Meloni, a differenza di Salvini, ha scelto di quasi azzerare la sua sfera privata e familiare: a differenza del leghista che condivide colazioni, momenti d’affetto coi figli e con la fidanzata ed escursioni domenicali, lei si mostra quasi escludivamente in contesti politici.

A rilanciare questi contenuti, tuttavia, non sono solo i semplici militanti o gli elettori di Fratelli d’Italia. Intorno al partito, infatti, ruota una galassia di siti web che amplifica il messaggio. Uno di questi è La voce del patriota, giornale online vicino a FdI, che riporta praticamente solo notizie riguardanti Meloni e le dichiarazioni dei parlamentari di Fdi, sui cui trovano spazio i commenti di intellettuali d’area come Marco Gervasoni e studiosi legati ai gruppi parlamentari.
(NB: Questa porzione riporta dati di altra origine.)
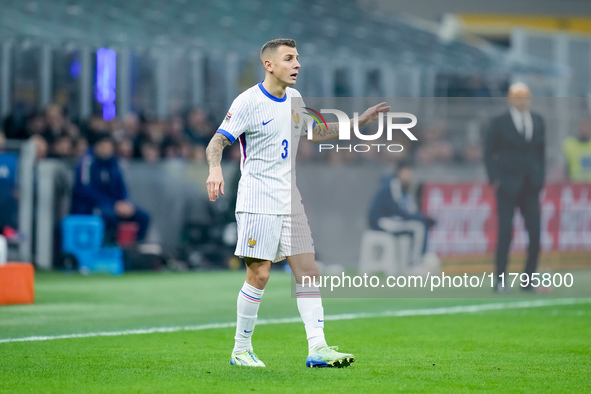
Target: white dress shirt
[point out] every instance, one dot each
(523, 122)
Sui social, anche La voce del patriota sceglie un modello identico a quello di Meloni, con card che ne rilanciano il messaggio politico.

Michetti a Roma

Il candidato sindaco di Roma Enrico Michetti, formalmente non di Fratelli d’Italia ma considerato candidato d’area, ha scelto una chiave comunicativa molto simile. Anche lui, accanto alle foto di campagna elettorale e ai comizi, alterna card con titoli di giornale e commento molto simili a quelli di Meloni. Tutto il suo spazio comunicativo è racchiuso da Facebook, visto che il candidato non ha un sito internet dedicato alla campagna elettorale.
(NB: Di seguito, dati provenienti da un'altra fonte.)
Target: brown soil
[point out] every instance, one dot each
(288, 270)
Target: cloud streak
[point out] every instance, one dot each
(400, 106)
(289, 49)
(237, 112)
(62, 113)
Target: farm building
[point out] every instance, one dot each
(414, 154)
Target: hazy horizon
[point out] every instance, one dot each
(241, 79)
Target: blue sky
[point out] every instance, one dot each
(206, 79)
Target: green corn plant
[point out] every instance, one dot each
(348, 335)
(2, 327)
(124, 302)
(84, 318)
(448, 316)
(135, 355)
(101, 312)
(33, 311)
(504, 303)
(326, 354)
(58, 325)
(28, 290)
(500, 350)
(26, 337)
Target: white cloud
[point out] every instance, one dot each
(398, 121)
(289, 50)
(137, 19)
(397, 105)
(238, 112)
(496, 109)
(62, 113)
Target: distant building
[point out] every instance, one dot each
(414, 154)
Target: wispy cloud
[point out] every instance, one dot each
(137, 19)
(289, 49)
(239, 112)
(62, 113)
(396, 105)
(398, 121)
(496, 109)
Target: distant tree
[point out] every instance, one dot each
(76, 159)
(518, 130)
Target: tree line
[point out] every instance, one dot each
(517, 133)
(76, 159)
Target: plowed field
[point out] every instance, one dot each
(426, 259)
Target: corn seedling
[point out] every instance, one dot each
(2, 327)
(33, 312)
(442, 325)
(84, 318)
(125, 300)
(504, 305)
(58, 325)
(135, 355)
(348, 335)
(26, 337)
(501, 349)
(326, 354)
Tra le principali testatate online che riprendono e rilanciano notizie c’è Paese Roma - Corriere del popolo, diretto da Michelangelo Letizia, che è anche portavoce della lista Democrazia del popolo, che si presenta alle amministrative insieme al movimento Rinascimento di Vittorio Sgarbi, a sostegno di Michetti. «Anche io ho la percezione che la campagna elettorale, per ora, si sia giocata fuori dai canali mainstream. Però non è ancora entrata nel vivo, c’è tempo», spiega Letizia.

Il tempo, in realtà, è sempre meno: il calendario segna meno di un mese al voto del 3 e 4 ottobre e per ora la campagna elettorale del candidato di centrodestra ha avuto pochissima visibilità.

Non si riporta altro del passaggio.